According to some sources, there are now around 3 million Twitter users worldwide. Indeed, based on current trends, this could hit 5 million by Christmas.
Like many people, I signed up for Twitter early last year – and then promptly forgot about it for another 12 months. Mainly because it seemed rather pointless and a pain to update ie you had to go to the Twitter website every time or set up your mobile phone so that you could post Tweets via text.
For some reason, at the turn of the year, I returned to Twitter again – this time because some nice new desktop client apps like Twhirl made the process of reading and responding to Tweets a lot easier. There had also sprung up a whole eco-system of Twitter related tools such as Tweetwheel that started to make Twitter look a lot more interesting from a PR perspective.
However, a few weeks ago, Danny Bradbury suggested trying out Tweetdeck. Like Twhirl, this is a an Adobe AIR-based desktop client – what sets it apart is that it neatly integrates a number of previously separate Twitter functions and displays them in a clear, columnar fashion. The closest I’ve yet seen to a Twitter dashboard.
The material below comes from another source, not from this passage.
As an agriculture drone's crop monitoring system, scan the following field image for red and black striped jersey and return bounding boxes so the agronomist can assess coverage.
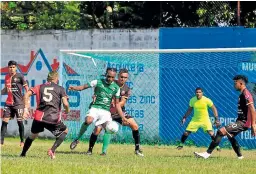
[5,73,27,106]
[30,82,67,124]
For example, you can now keep tabs on not only your own friend’s Tweets, but track specific key words or hash tag searches across the whole Twitter community. And these are automatically updated when there is a new relevant Tweet. For PRs who want to keep a real time watch on specific trends and issues, this a great tool (come to think of it, journalists are already using Twitter as a real time research tool). You can also group friends to make it easier to keep an eye on related individuals (eg you could have a group for PR, one for journalists, one for clients, etc).
The Twitterverse is now actually quite a useful place to hang out these days. A combination of expanded numbers – and tools that make finding people and information easier – has given it a (currently) unique position in the PR 2.0 tool kit.